The Quantasia Library

Emotional Longevity: What Really Determines How Long You Live

by Norman Anderson

Claudia Vece – 8 May 2022

There may be significant health consequences to increasing resilience. For example, research demonstrates that people with good relationships-the behavior most frequently associated with resilience-tend to be healthier than those without good connections to others (Berkman & Syme, 1979, as cited in Anderson & Anderson, 2003). Similarly, people who maintain an optimistic view of the world-another of the behaviors frequently associated with resilience-tend to be healthier (Anderson & Anderson, 2003). …

Norman Anderson

How is longevity determined?

Longevity and health are determined by a diverse set of factors. Emotional Longevity explores them all, providing nothing less than a new definition of what it means to be healthy.

Drawing on the findings of the most important scientific studies, leading behavioral scientist Dr. Norman Anderson, along with his coauthor and spouse, health journalist P. Elizabeth Anderson, identifies the combination of links between biology and social environment, beliefs, and emotions that influence our vulnerability to everything from the common cold to heart disease, high blood pressure, and the speed of recovery from illness.

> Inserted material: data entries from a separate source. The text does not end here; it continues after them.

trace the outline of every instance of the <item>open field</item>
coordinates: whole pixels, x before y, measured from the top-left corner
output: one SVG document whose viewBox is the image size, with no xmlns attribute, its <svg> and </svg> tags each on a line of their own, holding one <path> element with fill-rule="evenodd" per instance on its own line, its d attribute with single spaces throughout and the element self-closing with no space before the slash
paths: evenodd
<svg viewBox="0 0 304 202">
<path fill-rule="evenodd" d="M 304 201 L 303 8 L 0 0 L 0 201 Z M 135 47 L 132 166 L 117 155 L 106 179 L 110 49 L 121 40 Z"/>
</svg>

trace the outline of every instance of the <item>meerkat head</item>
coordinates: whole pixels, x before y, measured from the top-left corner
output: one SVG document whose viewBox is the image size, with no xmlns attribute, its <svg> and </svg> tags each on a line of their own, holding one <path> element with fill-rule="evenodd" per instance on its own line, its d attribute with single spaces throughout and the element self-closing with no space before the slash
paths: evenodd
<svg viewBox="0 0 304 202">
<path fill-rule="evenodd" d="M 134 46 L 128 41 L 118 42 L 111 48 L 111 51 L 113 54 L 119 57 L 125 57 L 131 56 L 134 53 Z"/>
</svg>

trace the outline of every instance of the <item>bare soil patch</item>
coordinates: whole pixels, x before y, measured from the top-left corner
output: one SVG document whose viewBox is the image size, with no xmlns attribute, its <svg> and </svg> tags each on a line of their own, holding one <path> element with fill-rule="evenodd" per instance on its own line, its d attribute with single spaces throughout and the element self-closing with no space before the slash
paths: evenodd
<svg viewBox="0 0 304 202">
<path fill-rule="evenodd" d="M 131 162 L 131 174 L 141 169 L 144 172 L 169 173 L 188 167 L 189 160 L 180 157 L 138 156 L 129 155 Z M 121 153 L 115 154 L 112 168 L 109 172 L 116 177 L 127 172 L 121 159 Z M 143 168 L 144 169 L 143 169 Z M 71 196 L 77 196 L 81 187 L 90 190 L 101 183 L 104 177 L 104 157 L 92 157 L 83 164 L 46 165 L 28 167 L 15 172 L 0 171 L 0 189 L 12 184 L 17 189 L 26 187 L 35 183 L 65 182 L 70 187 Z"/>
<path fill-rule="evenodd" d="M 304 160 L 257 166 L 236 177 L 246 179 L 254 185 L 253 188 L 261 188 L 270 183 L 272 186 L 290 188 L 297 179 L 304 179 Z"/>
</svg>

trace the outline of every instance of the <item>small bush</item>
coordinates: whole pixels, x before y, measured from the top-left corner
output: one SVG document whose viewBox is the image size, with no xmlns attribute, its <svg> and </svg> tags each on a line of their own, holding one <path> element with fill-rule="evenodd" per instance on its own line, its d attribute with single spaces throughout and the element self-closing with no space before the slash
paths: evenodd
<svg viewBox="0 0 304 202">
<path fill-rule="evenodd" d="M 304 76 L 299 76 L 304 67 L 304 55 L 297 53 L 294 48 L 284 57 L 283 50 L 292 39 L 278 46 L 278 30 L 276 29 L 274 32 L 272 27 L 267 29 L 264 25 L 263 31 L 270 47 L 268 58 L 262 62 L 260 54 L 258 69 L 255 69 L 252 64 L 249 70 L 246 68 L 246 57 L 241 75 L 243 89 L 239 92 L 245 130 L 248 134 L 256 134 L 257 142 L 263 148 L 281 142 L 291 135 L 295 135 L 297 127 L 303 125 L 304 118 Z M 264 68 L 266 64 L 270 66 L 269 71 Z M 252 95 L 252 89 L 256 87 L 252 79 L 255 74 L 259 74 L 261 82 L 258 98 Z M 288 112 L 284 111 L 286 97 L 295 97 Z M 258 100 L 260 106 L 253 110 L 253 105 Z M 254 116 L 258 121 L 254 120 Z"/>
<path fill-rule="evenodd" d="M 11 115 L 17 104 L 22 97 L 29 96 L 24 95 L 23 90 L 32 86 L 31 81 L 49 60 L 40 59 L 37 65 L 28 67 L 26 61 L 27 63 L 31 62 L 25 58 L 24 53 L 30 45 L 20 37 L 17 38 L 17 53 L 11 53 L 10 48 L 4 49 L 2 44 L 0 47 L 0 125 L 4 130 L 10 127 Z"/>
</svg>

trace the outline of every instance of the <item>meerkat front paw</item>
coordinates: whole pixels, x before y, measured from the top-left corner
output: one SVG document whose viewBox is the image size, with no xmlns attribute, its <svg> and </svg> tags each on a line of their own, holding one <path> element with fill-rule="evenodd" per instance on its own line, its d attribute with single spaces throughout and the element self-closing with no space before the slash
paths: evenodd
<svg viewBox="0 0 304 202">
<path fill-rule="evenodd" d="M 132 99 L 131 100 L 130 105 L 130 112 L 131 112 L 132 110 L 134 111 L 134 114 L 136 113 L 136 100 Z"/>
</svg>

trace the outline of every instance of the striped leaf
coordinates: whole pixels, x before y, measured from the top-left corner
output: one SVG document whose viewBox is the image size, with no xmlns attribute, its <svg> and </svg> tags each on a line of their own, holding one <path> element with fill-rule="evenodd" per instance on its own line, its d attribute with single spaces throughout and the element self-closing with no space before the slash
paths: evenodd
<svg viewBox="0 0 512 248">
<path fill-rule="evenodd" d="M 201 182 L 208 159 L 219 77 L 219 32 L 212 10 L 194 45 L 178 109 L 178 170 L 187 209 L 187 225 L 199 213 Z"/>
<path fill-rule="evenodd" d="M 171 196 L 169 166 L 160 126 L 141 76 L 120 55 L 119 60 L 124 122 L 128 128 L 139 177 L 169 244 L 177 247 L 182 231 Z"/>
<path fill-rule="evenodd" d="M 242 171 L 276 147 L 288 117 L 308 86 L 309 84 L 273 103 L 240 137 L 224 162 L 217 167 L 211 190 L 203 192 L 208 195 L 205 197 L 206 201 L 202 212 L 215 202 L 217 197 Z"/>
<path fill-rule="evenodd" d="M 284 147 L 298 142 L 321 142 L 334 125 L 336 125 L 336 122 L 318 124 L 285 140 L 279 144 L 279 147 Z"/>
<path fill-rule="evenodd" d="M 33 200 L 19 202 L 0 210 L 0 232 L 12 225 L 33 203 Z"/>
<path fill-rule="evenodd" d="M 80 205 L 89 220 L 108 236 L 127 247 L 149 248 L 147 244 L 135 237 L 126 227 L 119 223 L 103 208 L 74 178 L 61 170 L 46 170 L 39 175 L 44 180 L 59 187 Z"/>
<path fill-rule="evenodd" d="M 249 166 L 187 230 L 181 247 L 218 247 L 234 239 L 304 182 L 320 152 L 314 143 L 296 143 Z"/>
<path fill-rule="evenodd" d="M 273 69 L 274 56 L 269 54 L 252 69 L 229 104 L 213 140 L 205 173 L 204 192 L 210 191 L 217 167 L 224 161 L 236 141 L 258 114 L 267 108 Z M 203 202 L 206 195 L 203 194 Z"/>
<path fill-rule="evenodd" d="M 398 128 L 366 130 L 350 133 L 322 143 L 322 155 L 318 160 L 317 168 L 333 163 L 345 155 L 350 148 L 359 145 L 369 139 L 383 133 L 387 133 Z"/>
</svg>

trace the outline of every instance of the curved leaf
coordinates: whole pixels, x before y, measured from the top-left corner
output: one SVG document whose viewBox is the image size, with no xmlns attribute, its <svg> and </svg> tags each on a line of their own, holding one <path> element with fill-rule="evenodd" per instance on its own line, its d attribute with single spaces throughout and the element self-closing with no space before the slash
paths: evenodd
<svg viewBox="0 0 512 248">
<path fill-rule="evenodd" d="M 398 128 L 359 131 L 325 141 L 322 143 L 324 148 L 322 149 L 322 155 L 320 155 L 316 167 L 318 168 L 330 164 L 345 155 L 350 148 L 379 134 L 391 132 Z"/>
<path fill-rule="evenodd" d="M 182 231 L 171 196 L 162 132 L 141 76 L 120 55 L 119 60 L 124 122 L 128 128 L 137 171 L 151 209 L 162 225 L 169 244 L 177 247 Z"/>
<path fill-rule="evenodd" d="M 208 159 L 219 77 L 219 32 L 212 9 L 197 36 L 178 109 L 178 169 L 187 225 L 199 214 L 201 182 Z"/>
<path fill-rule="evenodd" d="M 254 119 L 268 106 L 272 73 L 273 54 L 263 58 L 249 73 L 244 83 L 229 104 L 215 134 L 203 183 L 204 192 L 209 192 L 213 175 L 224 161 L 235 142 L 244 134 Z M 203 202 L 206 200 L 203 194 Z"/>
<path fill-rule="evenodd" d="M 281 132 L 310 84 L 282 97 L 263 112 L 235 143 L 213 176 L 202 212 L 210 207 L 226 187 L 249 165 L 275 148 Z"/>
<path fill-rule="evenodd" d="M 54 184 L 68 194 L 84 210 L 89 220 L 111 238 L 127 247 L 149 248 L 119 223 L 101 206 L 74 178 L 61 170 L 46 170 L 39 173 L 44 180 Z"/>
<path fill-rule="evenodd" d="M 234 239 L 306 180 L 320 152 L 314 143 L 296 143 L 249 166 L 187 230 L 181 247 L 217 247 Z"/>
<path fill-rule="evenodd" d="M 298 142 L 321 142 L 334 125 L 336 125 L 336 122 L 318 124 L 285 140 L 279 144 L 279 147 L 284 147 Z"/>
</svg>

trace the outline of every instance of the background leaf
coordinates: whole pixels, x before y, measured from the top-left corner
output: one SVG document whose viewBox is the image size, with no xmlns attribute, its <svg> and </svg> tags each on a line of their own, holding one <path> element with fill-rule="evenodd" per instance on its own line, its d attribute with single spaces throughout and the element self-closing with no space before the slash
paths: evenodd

These include: your expectations about the future, how you explain events that happened in your past, your friendships and social ties, your education and income, traumatic experiences that you never disclosed to anyone, and your ability to find meaning following adversity.

Through the stories of many prominent figures, including Maya Angelou, Reynolds Price, and Linda Ellerbee, the authors underscore the reality of these scientific findings, and Dr. Anderson’s conclusions show us how to enhance the quality of our lives.

Norman Anderson was born on October 16, 1955, in Greensboro, North Carolina. After graduating from North Carolina Central University in Durham, N.C., Anderson earned master’s and doctoral degrees in clinical psychology from the University of North Carolina at Greensboro.

He received additional clinical and research training at the schools of medicine at Brown and Duke Universities, including postdoctoral fellowships in psychophysiology and aging at Duke.

Anderson also received training in Mindfulness Facilitation from the UCLA Mindful Awareness Research Center at the Semel Institute for Neuroscience and Human Behavior, University of California at Los Angeles. In addition, Anderson is trained as a Certified Executive and Professional Coach through the College of Executive Coaching.

In 1998, Anderson was elected president of the Society of Behavioral Medicine, becoming the first African-American to hold the position.

He was the founding associate director of the National Institutes of Health , where he was in charge of social and behavioral science, and was the first director of the NIH Office of Behavioral and Social Sciences Research.

While at NIH, Anderson facilitated behavioral and social sciences research across all of its Institutes and Centers.

Research in the behavioral and social research was under his purview in areas such as cancer, heart disease, diabetes, children’s health, mental health, minority health, aging, and oral health. His special focus at NIH was in sociocultural determinants of health, and in advancing an integrated, trans-disciplinary, bio-psycho-social approach to health science, health promotion, prevention, and health care.

Anderson was also a tenured associate professor of medical psychology and of psychology at Duke University and as a professor of health and social behavior at the Harvard School of Public Health.

In 2012, he was elected to the Institute of Medicine (now the National Academy of Medicine), which is part of the National Academy of Sciences.

He has published dozens of scientific articles and authored and edited several books. He served as editor-in-chief of the two-volume Encyclopedia of Health and Behavior (2003) and as co-editor of Interdisciplinary research: Case studies from health and social science (2008). For over 12 years he was editor-in-chief of American Psychologist, the APA’s flagship journal.

With his wife, P. Elizabeth Anderson, he wrote a health book for the general public, Emotional Longevity: What Really Determines How Long You Live, which was released in 2003.